Patients and families taking part in family camp activities

Sibling stem cell transplants

If you’ve found out that you need a stem cell transplant, sometimes your biological sibling can be your stem cell donor. On this page we’ll explain what sibling transplants mean, how they work and why you might need one.

What’s on this page?

What is a sibling stem cell transplant?

If you're receiving stem cells donated from someone else, doctors need to find a donor whose tissue type matches yours. A sibling transplant means that you will have a transplant using stem cells donated from your biological sibling.

As your siblings have a 25% chance of having the same tissue type as you, your transplant team will normally ask if they would like to be tested first.

What is a stem cell transplant?

If you haven’t yet read our page on understanding stem cell transplants, we recommend taking a look at the information to help you learn what it involves.

Who can have a sibling transplant?

If doctors confirm that your sibling’s tissue type matches yours, a sibling stem cell transplant could be a treatment option if you have:

  • A blood condition that means that you can’t make your own healthy blood cells, for example aplastic anaemia.
  • A genetic condition affecting your blood, bone marrow or immune system.
  • A type of blood cancer that chemotherapy is unlikely to cure.
Will and George

Speaking to other people, I recognise how lucky I am to have had one donor and for it to be a 10/10 match. If it wasn't for George, I would have desperately needed a stranger's help. It could have been a completely different story – I was just lucky.

Will received stem cells from his brother George to treat acute lymphoblastic leukaemia (ALL). You can read their story on our blog.

How does your sibling donate their stem cells?

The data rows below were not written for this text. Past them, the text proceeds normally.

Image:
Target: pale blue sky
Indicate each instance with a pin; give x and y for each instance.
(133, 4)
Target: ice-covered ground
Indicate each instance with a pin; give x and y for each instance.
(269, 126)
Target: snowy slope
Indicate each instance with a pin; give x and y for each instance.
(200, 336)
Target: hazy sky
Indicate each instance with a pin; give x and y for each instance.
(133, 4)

If your sibling is a match and they want to donate, your transplant centre will arrange a ‘donor assessment’. This also involves a medical screening to make sure they are fit and healthy enough to donate.

Unfortunately, if your sibling has certain medical conditions, they won’t be able to donate to you. If this happens, there are other options for finding you a donor.

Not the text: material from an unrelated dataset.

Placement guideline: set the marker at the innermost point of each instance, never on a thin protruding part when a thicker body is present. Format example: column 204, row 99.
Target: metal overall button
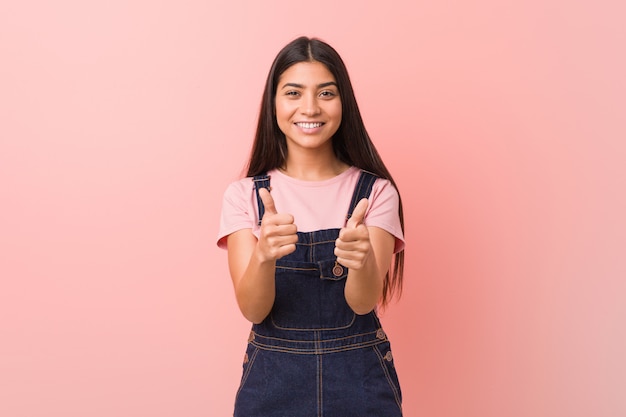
column 337, row 270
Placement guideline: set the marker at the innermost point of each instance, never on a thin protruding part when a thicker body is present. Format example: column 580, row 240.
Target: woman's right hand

If your sibling is a match and can donate, the next steps are as follows:

  1. Book a date for their stem cell donation.
  2. Decide on the best way to donate:
  3. Donate their stem cells in the way they have chosen.
  4. Book a date for your transplant using their collected stem cells.

The entire decision is voluntary – it’s up to them if they want to donate. For more information, see our page on donating your stem cells to a relative.

What will happen before the transplant?

For a sibling stem cell transplant, you will have conditioning therapy to prepare your bone marrow and immune system for the new stem cells. You will probably have chemotherapy, sometimes in combination with a type of radiotherapy called total body irradiation (TBI). This also helps to get rid of any damaged cells if you have any left.

What will happen during the transplant?

Your sibling stem cell transplant normally takes place the day after the conditioning therapy has finished. The transplant itself involves having your sibling’s stem cells passed through liquid in a thin tube into your bloodstream, a bit like having a blood transfusion.

You shouldn’t experience any pain – a transplant is not an operation and you’ll be awake the whole time.

Recovering from a sibling stem cell transplant

After your transplant, your sibling’s stem cells make their way to your bone marrow. Once there, they start to grow into normal blood cells – this is called engraftment. The length of time spent in recovery is different for everyone.

You’ll probably stay in hospital for about three to four weeks in protective isolation. You’ll stay in your own hospital room with safety measures taken to protect you from infection. For more information, see our page on your stay in protective isolation.

After you go home, it usually takes at least six months before your level of activity starts to get back to how it was before.

Will I get side effects after a sibling stem cell transplant?

After any type of transplant, many people experience a range of side effects, both short and long term. Most side effects apply to all types of transplants, while others are more specific to certain types.